Some of the most marginal women are squatters, who can only scrape a living from illegal trades like charcoal burning. Esther (42) is one of them, a Samburu widow and mother of six forced to squat with relatives in RAPland because she failed to get a new house when these were allocated. She was not the only person to complain loudly about nepotism: village chairmen often arrange for jobs to be given to their relatives. She also identified another key issue: ‘The very low education level in the community is a great disadvantage, especially in meetings where English language dominates as the medium of deliberations.’ It also gives geothermal companies the excuse to employ workers from other ethnic groups, who have higher educational attainment and qualifications than many locals.
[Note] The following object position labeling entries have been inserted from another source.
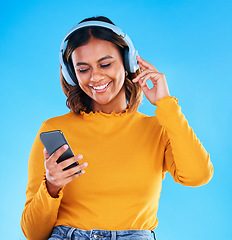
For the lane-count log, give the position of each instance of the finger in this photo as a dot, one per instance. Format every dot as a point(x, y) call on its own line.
point(74, 170)
point(62, 165)
point(142, 74)
point(46, 154)
point(55, 156)
point(145, 63)
point(72, 177)
point(144, 87)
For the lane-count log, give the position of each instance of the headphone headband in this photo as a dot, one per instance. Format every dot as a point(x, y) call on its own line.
point(130, 56)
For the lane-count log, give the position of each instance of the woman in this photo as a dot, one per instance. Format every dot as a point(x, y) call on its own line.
point(127, 153)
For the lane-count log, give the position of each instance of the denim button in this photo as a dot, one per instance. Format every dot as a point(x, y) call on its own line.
point(97, 236)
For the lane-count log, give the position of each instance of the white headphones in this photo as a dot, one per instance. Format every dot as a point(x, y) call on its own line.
point(130, 53)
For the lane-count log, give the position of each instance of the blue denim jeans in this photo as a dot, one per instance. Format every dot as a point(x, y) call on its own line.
point(68, 233)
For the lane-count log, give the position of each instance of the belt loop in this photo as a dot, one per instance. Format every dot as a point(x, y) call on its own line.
point(113, 235)
point(70, 232)
point(153, 234)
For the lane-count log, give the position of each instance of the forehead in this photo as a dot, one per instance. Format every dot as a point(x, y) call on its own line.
point(94, 50)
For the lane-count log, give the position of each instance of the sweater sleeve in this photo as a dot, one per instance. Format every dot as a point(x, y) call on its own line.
point(185, 157)
point(40, 212)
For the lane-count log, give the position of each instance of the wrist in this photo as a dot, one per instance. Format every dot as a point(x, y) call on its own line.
point(52, 190)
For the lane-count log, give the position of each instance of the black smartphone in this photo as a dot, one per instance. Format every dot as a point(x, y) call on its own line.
point(52, 141)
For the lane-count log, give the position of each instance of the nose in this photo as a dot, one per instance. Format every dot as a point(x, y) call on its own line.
point(96, 75)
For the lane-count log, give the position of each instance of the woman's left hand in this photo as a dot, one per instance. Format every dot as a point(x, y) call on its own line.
point(160, 86)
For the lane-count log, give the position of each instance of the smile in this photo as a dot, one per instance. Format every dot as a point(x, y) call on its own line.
point(101, 88)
Esther is very distressed about one son’s chances. ‘My first-born passed his secondary school final exams very well, [so] he is now raw material for university admission. This pleased me at first. [It] stressed me later to infinity since I do not have money to pay for his university fees.’
Youth unemployment in Kenya as a whole is about 35%, compared to the overall national unemployment rate of 10%. 80% of unemployed Kenyans are under 35.
KenGen currently employs 80 Maasai out of a total workforce of 2000, including casuals (information supplied to researcher Daniel Rogei).
 FGD held at Olomayiana Kubwa village, Ol Karia, on 15 June 2018. Hosted by Ken Siloma, who also assisted and translated for Lotte Hughes.
 In this population, many younger people have only had primary schooling. Few get beyond secondary level, often because of poverty.